Virtual Reality (VR) is increasingly being used to support workplace well-being, but many interventions focus narrowly on a single activity or goal. Our work explores how VR can meet the diverse physical and mental needs of knowledge workers. We developed Tranquil Loom, a VR app offering stretching, guided meditation, and open exploration across four environments. The app includes an AI assistant that suggests activities based on users' emotional states.
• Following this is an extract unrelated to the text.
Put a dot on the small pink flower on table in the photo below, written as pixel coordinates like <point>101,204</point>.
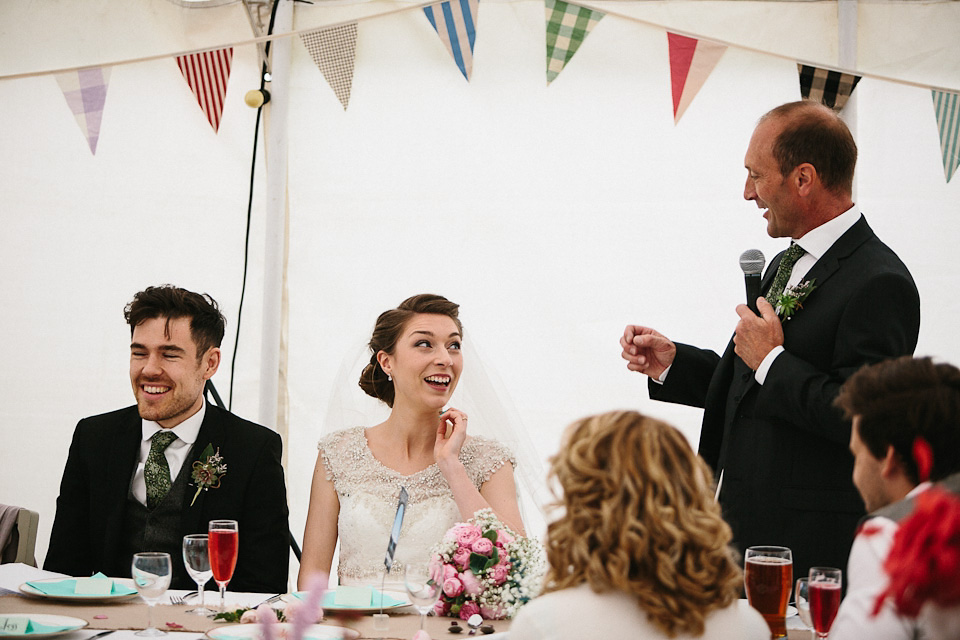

We conducted a two-phase mixed-methods study: (1) interviews with 10 knowledge workers to guide the app's design, and (2) deployment with 35 participants gathering usage data, well-being measures, and interviews. Results showed increases in mindfulness and reductions in anxiety. Participants enjoyed both structured and open-ended activities, often using the app playfully. While AI suggestions were used infrequently, they prompted ideas for future personalization. Overall, participants viewed VR as a flexible, ``drop-in'' tool, highlighting its value for situational rather than prescriptive well-being support.

Paper Structure

This paper contains 17 sections, 4 figures, 1 table.

Figures (4)

  • Figure 1: Two-phase study methodology. In Phase 1, we conducted semi-structured interviews with 10 knowledge workers to gather design requirements that informed the development of a VR well-being app Tranquil Loom. In Phase 2, we deployed the app in a workplace setting with 35 participants and evaluated it through pre-post well-being measures, usage data, and follow-up interviews.
  • Figure 2: User Journey. (1) The user puts on the headset during work. (2) An AI agent, Loomi, greets them, asks what’s troubling them and suggests two activity-environment pairings. (3) Users can follow the suggestion or choose their own activity (stretching, meditation, or exploration) and environment (forest, snow, beach, or abstract). (4) Users are teleported to the chosen environment to begin the activity.
  • Figure 3: Participants using Tranquil Loom during the workplace deployment. The in-situ deployment allowed us to observe how participants engaged in well-being activities in a realistic work context.
  • Figure 4: Boxplot comparisons of self-reported anxiety and mindfulness scores before and after using the app. The left panel shows a reduction in anxiety (STAI-S) from before to after the intervention. The right panel displays increases across all three dimensions of state mindfulness: overall awareness, mental engagement, and bodily presence (SMS subscales).